EŞYALARI ANLAMLI GÖRMEK SAYGISI

    EŞYALARI ANLAMLI GÖRMEK SAYGISI 


    Eşyalarımıza değer vermeyi, onlara saygı gösterilmesi gerektiğini, bunları onların hak ettiklerini düşünüyorum. Eşyalarımız bizim onlara davranış şeklimize muhtaçlar mı? Aslına bakarsanız, öyle bıraktığımız ve kullandığımız yerlerdeki hallerine alışmak zorunda kalmaktalar. Aynı kural, evimize, ofisimize koyduğumuz bir vazo, porselen bir çiçeklik, duvarda asılı bir tablo için de geçerli, Bir ağaca salıncak olacak iki tahta parçasının inşaat artığı olarak atılmış olması, onun kültürün bir parçası yapılması isteği... Mobilyalar, masa lambası, kapı arkasına vidaladığımız demir askı da, aynen yolda bulduğmuz bir vidanın evde bir yerde işini göreceği zamanı beklemesidir düşündüklerim. 
    Bu eşyalar leke, şire, çizik, toz olup bir yerde dururken, üstüne basarak konuşursam, 'bir çizik bile' yüzlerce yıldır bir yerde, bir mağara duvarında arkeologlara görünür olma çabasında olduğudur. Bir mumluğun kaderine, masa üstünde dururken, neşeli aile kahvaltıları, sakin akşam yemekleri ya da münasip saatlerde biten masa sohbetleri yazılmış olamaz mı? Her biri ayrı ayrı, yan yana durarak kullanıcılarının değil, ona yapılan eylemin yazgısını üstlenmekte. Sigara izmaritlerini, sigara ve içki izlerini canları çok yanmadan kabulleniyordu bir kültablası mesela. Duvar dibine, perdelerin yanına itilmiş tekli bir okuma kanepesi koyu yeşil rengi ile her gün oradaydı altına kaçan birkaç fındık tanesi ile. O fındık tanesinin orada olduğunu mutlaka biliyordu ev sahibi bilmese de. Birkaç lekeyi emmiş narin üçlü koltuk salonda daha mı sevilendi!

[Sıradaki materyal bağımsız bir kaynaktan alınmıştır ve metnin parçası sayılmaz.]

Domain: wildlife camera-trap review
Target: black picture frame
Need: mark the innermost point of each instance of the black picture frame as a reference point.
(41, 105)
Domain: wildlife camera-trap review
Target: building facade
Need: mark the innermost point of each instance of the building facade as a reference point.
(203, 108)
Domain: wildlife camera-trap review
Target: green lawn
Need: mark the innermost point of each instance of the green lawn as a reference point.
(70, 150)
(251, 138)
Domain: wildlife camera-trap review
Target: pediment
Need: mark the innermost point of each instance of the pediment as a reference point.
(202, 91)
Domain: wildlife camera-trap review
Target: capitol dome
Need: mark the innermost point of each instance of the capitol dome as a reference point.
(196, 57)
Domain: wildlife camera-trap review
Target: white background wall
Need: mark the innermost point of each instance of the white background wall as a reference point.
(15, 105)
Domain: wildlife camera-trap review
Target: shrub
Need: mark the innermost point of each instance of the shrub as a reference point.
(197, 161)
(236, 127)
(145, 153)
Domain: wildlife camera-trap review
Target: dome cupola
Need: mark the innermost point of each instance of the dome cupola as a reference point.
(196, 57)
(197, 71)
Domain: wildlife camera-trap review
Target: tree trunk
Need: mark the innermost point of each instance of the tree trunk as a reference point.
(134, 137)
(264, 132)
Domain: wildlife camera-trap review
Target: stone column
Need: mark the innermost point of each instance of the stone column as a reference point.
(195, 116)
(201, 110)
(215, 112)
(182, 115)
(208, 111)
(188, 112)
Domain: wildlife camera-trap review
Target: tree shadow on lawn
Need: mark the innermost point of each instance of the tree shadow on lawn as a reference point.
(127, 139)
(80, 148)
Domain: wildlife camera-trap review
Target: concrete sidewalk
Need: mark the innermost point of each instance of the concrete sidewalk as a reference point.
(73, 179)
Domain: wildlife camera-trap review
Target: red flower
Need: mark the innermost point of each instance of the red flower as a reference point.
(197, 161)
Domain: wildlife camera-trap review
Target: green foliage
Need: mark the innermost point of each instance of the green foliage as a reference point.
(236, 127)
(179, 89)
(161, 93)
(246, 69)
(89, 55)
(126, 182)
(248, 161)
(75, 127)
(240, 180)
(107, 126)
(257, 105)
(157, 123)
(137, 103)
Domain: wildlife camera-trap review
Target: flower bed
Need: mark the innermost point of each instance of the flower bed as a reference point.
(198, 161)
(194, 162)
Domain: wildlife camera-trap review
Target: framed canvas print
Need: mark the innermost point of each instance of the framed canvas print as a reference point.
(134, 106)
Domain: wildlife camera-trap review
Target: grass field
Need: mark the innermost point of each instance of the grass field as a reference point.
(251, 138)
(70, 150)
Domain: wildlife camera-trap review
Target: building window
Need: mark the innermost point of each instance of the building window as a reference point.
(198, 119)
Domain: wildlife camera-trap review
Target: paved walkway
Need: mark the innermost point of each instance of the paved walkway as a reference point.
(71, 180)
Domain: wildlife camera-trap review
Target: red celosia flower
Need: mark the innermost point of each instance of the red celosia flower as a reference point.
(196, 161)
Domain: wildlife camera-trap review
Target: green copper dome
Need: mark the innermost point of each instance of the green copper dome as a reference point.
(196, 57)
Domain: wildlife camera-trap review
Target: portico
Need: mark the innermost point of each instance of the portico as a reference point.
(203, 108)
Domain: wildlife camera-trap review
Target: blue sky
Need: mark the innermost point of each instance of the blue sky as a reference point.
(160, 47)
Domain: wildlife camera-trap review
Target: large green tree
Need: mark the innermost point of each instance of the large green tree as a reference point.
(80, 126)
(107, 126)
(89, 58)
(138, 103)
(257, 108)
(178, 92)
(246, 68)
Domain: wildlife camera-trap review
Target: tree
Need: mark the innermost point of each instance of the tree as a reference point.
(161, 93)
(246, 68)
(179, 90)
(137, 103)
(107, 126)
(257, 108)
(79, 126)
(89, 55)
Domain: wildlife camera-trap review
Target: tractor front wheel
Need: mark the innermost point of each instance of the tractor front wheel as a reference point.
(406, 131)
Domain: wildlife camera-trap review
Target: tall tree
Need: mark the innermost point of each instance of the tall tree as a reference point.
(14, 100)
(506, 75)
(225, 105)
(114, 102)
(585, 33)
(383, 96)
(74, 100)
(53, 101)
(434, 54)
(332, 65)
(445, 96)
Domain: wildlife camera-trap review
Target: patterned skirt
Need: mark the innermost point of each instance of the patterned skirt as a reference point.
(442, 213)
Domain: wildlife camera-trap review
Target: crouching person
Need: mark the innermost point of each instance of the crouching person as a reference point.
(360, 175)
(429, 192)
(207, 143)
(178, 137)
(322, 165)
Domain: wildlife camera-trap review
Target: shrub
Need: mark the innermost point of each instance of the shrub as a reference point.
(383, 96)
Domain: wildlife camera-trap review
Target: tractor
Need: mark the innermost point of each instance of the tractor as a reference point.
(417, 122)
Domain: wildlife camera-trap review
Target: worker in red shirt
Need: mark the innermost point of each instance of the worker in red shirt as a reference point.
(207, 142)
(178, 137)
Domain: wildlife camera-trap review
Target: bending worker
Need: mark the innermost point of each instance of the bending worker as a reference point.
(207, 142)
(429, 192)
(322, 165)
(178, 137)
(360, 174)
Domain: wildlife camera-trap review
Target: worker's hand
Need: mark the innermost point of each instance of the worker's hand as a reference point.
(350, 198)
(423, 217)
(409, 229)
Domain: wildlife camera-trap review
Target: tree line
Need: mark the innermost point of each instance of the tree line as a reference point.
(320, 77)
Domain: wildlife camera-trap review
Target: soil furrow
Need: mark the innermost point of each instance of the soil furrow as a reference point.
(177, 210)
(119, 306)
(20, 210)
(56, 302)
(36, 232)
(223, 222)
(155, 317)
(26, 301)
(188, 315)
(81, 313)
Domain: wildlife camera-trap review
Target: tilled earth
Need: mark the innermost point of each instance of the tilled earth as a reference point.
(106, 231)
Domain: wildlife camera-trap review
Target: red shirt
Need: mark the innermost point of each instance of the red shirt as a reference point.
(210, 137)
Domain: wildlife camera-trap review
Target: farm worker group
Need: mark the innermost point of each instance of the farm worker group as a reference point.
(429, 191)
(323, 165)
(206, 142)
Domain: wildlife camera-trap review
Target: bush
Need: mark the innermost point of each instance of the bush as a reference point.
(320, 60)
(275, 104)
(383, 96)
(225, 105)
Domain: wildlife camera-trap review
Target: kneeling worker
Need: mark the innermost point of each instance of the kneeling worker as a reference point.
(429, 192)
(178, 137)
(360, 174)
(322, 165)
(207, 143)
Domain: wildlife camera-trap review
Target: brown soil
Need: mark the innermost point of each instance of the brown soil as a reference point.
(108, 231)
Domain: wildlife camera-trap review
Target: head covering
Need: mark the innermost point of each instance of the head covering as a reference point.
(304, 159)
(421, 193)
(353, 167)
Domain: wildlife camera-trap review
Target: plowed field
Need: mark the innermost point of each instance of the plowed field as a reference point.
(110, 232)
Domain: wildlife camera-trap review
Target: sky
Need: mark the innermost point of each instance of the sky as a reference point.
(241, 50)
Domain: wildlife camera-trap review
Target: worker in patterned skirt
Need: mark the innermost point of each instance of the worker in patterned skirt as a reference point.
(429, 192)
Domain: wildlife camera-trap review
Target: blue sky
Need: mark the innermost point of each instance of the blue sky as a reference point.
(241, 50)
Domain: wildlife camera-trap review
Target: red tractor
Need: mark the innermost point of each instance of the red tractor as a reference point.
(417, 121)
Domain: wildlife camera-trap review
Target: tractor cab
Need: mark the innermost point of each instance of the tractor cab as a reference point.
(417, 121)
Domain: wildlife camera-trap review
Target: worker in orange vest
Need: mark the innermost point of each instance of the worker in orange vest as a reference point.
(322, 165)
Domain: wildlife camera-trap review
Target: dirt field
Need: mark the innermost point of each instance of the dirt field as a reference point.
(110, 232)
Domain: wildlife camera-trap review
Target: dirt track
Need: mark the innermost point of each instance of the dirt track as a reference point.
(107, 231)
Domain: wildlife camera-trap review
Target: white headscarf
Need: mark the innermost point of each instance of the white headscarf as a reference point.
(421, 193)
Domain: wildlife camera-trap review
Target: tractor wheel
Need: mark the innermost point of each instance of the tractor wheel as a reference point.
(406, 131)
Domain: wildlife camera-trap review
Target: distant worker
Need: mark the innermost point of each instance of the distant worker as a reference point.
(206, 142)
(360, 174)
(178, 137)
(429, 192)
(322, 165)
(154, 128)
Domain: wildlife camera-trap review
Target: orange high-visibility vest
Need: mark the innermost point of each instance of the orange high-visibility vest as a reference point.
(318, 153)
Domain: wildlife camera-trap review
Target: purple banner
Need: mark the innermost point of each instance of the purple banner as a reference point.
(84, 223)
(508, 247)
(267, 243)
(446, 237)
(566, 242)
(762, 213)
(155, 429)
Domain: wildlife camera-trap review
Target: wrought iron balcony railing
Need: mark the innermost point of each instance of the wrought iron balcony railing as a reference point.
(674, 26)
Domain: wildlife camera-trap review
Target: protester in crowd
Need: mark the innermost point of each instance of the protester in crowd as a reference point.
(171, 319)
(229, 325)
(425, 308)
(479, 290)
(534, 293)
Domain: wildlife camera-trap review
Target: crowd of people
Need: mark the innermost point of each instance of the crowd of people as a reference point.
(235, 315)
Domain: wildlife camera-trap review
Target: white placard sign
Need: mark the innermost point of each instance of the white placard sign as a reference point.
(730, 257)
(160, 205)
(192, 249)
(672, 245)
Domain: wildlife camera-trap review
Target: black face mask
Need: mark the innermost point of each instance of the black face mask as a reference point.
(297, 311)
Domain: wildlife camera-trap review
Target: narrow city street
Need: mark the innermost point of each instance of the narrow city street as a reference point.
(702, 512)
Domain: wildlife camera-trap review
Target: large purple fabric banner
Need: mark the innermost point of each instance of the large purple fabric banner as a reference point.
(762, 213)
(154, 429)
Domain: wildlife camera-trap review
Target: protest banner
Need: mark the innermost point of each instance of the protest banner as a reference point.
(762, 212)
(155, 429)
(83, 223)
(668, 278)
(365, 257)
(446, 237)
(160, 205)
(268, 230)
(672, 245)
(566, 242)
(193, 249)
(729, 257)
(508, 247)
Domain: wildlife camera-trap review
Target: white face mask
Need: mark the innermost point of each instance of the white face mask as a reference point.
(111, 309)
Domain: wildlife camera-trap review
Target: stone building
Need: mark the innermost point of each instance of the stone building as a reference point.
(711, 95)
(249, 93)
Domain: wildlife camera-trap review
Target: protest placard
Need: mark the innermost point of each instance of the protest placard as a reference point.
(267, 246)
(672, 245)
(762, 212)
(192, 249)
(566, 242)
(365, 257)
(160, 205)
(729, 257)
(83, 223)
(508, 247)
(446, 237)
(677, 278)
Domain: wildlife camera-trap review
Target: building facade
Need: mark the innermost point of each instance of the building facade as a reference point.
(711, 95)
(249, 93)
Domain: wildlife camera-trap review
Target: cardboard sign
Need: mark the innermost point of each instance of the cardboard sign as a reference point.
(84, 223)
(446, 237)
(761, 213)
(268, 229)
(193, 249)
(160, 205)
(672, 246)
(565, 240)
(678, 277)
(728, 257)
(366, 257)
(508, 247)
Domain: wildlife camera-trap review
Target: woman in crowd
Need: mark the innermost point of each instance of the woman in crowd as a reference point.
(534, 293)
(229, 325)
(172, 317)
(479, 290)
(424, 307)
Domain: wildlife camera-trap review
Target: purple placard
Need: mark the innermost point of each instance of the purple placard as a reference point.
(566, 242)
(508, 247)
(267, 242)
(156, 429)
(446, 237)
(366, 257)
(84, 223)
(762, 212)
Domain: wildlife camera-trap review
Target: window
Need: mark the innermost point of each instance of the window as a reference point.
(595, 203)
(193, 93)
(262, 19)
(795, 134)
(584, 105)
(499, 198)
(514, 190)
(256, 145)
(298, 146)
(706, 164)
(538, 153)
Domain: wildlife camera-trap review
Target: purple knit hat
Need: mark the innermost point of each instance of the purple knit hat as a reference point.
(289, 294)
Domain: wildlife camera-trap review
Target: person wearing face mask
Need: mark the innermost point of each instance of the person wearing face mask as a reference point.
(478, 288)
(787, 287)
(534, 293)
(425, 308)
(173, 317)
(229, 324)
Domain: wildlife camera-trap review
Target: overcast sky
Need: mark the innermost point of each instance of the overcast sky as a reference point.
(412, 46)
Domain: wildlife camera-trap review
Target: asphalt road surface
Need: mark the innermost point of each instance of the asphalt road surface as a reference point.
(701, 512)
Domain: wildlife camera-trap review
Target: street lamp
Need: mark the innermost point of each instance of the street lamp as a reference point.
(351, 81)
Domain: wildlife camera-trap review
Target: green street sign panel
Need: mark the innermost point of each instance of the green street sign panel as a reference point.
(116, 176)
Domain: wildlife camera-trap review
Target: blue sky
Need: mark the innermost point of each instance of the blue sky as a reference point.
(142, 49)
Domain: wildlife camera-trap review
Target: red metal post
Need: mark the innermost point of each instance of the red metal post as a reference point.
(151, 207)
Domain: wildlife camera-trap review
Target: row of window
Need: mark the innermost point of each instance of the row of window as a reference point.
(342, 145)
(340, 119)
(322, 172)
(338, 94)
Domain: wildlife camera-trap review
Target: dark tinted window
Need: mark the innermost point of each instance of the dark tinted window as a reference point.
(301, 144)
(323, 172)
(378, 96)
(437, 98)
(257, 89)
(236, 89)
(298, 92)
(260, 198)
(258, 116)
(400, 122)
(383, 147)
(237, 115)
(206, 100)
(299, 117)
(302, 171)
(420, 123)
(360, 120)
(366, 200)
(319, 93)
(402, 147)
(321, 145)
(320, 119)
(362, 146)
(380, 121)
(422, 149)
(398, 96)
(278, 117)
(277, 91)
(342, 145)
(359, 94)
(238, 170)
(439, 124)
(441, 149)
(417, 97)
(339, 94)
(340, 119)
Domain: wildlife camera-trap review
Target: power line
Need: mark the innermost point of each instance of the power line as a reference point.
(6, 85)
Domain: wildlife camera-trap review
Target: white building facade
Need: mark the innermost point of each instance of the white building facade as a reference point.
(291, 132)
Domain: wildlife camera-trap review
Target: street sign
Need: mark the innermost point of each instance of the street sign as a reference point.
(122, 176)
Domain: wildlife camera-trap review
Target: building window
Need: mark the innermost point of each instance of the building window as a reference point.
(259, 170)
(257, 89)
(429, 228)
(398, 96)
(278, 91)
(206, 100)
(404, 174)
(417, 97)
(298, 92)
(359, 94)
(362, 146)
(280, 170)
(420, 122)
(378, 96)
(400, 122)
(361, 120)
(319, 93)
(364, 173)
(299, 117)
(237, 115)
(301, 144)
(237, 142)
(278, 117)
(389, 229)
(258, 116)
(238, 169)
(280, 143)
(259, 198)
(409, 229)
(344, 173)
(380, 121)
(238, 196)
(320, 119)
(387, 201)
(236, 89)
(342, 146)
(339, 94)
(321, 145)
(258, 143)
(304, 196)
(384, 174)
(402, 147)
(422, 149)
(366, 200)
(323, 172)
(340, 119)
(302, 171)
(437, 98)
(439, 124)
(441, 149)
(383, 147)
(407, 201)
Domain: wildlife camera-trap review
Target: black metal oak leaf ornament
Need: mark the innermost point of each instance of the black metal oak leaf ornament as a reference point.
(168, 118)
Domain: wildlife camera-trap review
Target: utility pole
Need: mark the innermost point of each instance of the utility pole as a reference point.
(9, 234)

Ses çıkarmayan sehpa, her misafir geldiğinde yerinden kaldırılıp, üzerine kahve konulacağı zamanı beklerken!
    Ve bütün eşyalar kendi aleminde diyalog halindeler birbirlerini hissederek. 'Onlar nasıl birbirlerini görebilirler ki?' diye sormamız, bu bizim yanılgımız, belki görüyorlardır, kim bilir. Görmek sadece gözle mi tanımlanmalı...
    Kadının mini elbisesinin ne kadar sıyrıldığına aldırmadan, yorgunluktan zonklayan başını kendisine yaslayan adamın ağırlığını hissetmeden, çocuğun ayakkabılı üzerinde hoplayıp zıplaması yayları germeden... Televizyonun karşısında her zaman hazır ve nazır bekleyen koyu kırmızı deri koltuk elli yıldır orada. Mesela, başımız döndüğünde birden, kapının sövesine tutunarak ondan destek alarak yere düşmekten kurtuluşumuza şükrederken, bizi dengede tutan söveye kaçımız teşekkür etmişizdir canı gönülden. 
    Eşyalarınızı kullanırken fazla tantana etmeyin. Kıymetini bilin o sessizlerin. Yıllarca bir kitaplık kitaplara arkadaşlık edebilir karşılık beklemeden, onları korur tozdan, güneşten. Halınıza da dikkat edin, üzerine kusmayın... Birisi sizin üzerinize kussa kabul eder misiniz, rıza gösterir misiniz?
    Bir tahtaya çivi çakarken, biraz düşünün, gönlünü alın; nezaketli olun, kafadan dalmayın balyoz gibi bir şeyle. Masaya sıcak çay bardağını koyarken, biraz düşünün yakabileceğini, canını acıtabileceğinizi. Bir kavunu keserken bile, dilimin güzelliği görmek, yavaş yavaş, kavunun gönlünü alır gibi dilimlemek, kalanını buzdolabına koymadan önce bir gazete kağıdına sarıyorsanız, gazete kağıdının buzdolabının soğukluğunda günlerce üşüyebileceğini hatırdan çıkarmamak lazım. Aç kapı, kapa kapı.. mazaallah dolap içindeki her şey üşütebilir de. 
    
    Benim bu konuyla ilgili üzerinde durmak istediğim, eşyaların da bir ruhu vardır, bizimle yaşarlarken değer görmeliler, onların üzerimizde doğal ve kültürel etkileri vardır. Tasarımları yapılırken genelde tek tek yapılır, ama biz onları belli mekanlarda kompozisyon halinde tutarız, ilişkilendiririz, ambians katar, görselliklerini, etkilerini öne çıkarmaya çalışırız. Bu da bizi rasgele değil de, estetik özellikleriyle, renkleriyle, formlarıyla daha bir bakış yükseltmeye getirir.
    Yoksa, halk arasında 'istifçilik' olarak da bilinen 'kompulsif' hastalığı değildir konum. Kullandığımız üç beş parça bir şey de olsa, onlara iyi davranalım.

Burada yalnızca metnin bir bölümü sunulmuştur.